Indeed, reading Hearn today can often be like skimming the latest headlines. His chronicles of poverty, class, and crime in nineteenth-century New Orleans continue to resonate as the city recovers from Hurricane Katrina. Chita, Hearn’s 1889 novel about a devastating tropical storm that savages Louisiana’s coast, also seems prescient in Katrina’s wake. Hearn’s cosmopolitan embrace of everything from Creole folklore to Asian mysticism seems tailor-made for the global sensibility of the twenty-first century. His worry about the homogenizing effects of international commerce on local cultures seems more relevant than ever.

Hearn traveled the world and encountered the strikingly exotic, but the most unusual part of Hearn’s life, it now seems, was Hearn himself.

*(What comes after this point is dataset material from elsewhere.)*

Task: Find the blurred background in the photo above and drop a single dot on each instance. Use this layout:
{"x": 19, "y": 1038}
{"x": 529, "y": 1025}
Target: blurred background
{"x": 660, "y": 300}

“No American author of the nineteenth century,” Cowley declared, “had a stranger life.” It’s this personality, which leaps from the pages of these recent anthologies, thatcontinues to make Hearn such a compelling read.

Working in an era of deeply personal journalism, when the writer was often as much a part of the story as the events he was documenting, Hearn wrote about everything from birds to brothels and operas to opium dens, but whatever his stated subject, he was essentially writing about Lafcadio Hearn. His gossamer style and urbane manner sometimes seem like the forerunner of the New Yorker’s “Talk of the Town.”

“Happily for Hearn,” writes Starr, “the concept of ‘news’ in the 1880s was still capacious, allowing the journalist a far greater freedom to elaborate and ornament than would be acceptable today. Whether at the City Item or the Times-Democrat, ‘news’ was whatever Hearn decided was newsworthy, which included just about everything that happened to interest him personally at the time.”

Within his stories and essays, the contemporary reader discovers what Cowley concluded a generation ago. At his best, Hearn “was independent of fashion and was writing for our time as much as his own.”